The Rotating Vicsek Model: Pattern Formation and Enhanced Flocking in Chiral Active Matter
Benno Liebchen, Demian Levis

TL;DR
This paper extends the Vicsek model to chiral active matter, revealing how circular motion influences flocking behavior, induces pattern formation, and leads to controllable microflock structures, offering new insights into active matter dynamics.
Contribution
It introduces a generalized Vicsek model for chiral active particles, demonstrating enhanced flocking and novel pattern formation mechanisms due to circular motion.
Findings
Circular motion enhances polarization in flocking.

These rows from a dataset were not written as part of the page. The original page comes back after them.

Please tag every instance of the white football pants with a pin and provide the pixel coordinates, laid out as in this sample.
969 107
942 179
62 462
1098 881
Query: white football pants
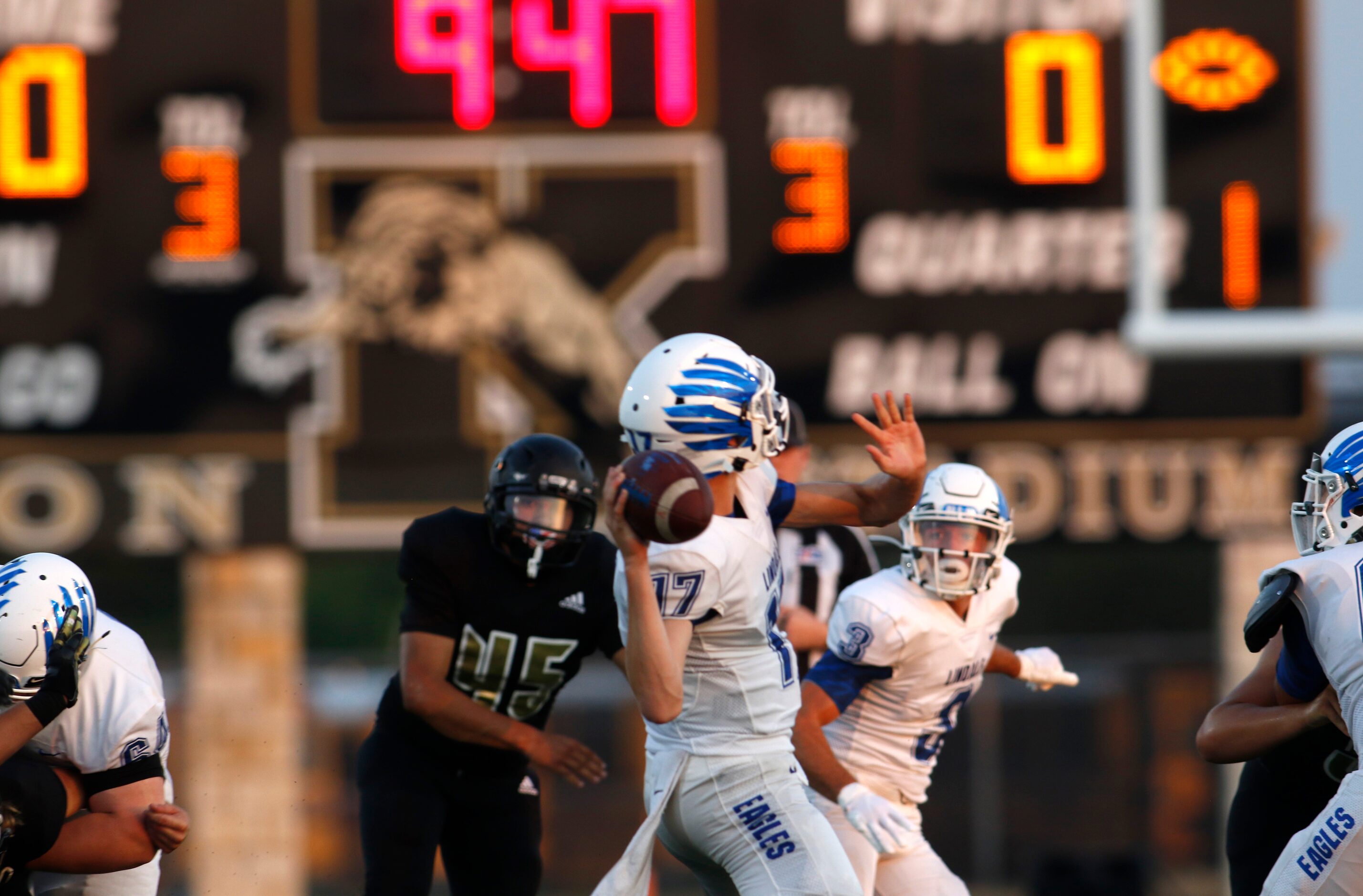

Slow rotations cause phase separation.
Fast rotations lead to microflock pattern formation.
Abstract
We generalize the Vicsek model to describe the collective behaviour of polar circle swimmers with local alignment interactions. While the phase transition leading to collective motion in 2D (flocking) occurs at the same interaction to noise ratio as for linear swimmers, as we show, circular motion enhances the polarization in the ordered phase (enhanced flocking) and induces secondary instabilities leading to structure formation. Slow rotations result in phase separation whereas fast rotations generate patterns which consist of phase synchronized microflocks of controllable self-limited size. Our results defy the viewpoint that monofrequent rotations form a rather trivial extension of the Vicsek model and establish a generic route to pattern formation in chiral active matter with possible applications to control coarsening and to design rotating microflocks.